HSJ analysis of the 53 trusts due to receive a share of the Department of Health’s £250m winter pressure fund shows many are prioritising improvements to the care of the frail elderly.

Ten of the 23 trusts which responded to HSJ’s query about their use of the fund specifically mentioned allocated funding to care of the elderly whilst nearly a third of them plan to provide extra community beds to speed up discharges.

There is also increased investment in primary care to treat patients in the community. Eight trusts have increased out of hours GP care and several have installed GPs in accident and emergency departments.

The DH has given the funding to clinical commissioning groups which pass the money on to trusts to spend in accordance to their urgent care plans.

Five of the 23 trusts are yet to receive their allocation, despite the DH awarding the money in September to help trusts put measures in place at an earlier stage than in previous winters.

Ealing Hospital Trust has not yet received its £2.9m share and it is not expecting it to arrive until the new year. It plans to increase the number of psychiatric nurses supporting the A&E.

Oxford University Hospitals Trust is investing in geriatricians in its emergency department. Kettering General Hospital Foundation Trust has already been piloting a “frail in-reach” service and will use part of its money to make this a permanent service. The service gives clinicians a target of discharging five patients a day who have complex needs.

North Bristol Trust is using its share to fund two consultant geriatric posts.

Southern Derbyshire CCG will encourage GPs to respond to community calls in mornings to even out flow of patients to A&E throughout the day.

Several trusts are also using the funding opportunity to try new measures outside of hospitals to keep patients away from A&E.

Medway and Swale CCGs are using the cash to extend an existing psychiatric liaison service to offering 24-hour care.

There is also an increased focus on bringing GPs into A&Es to deal with lower acuity patients and to speed up discharge.

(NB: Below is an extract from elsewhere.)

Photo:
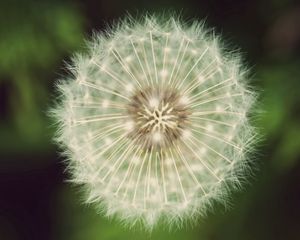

Northern Lincolnshire and Goole Foundation Trust, Kettering General Hospital Foundation Trust and Derby Hospitals Foundation Trust are all bringing GPs into their A&Es.

In a discussion at last week’s Hospital Directions conference several chief executives argued increasing numbers of elderly patients with complex conditions was their biggest problem, not winter.

East Kent Hospitals University Foundation Trust chief executive Stuart Bain said his staff were “not well trained for mental health”, when 30 per cent of patients were confused or had dementia.  “We need to train our GPs to care for the elderly, rather than A&E departments,” he added.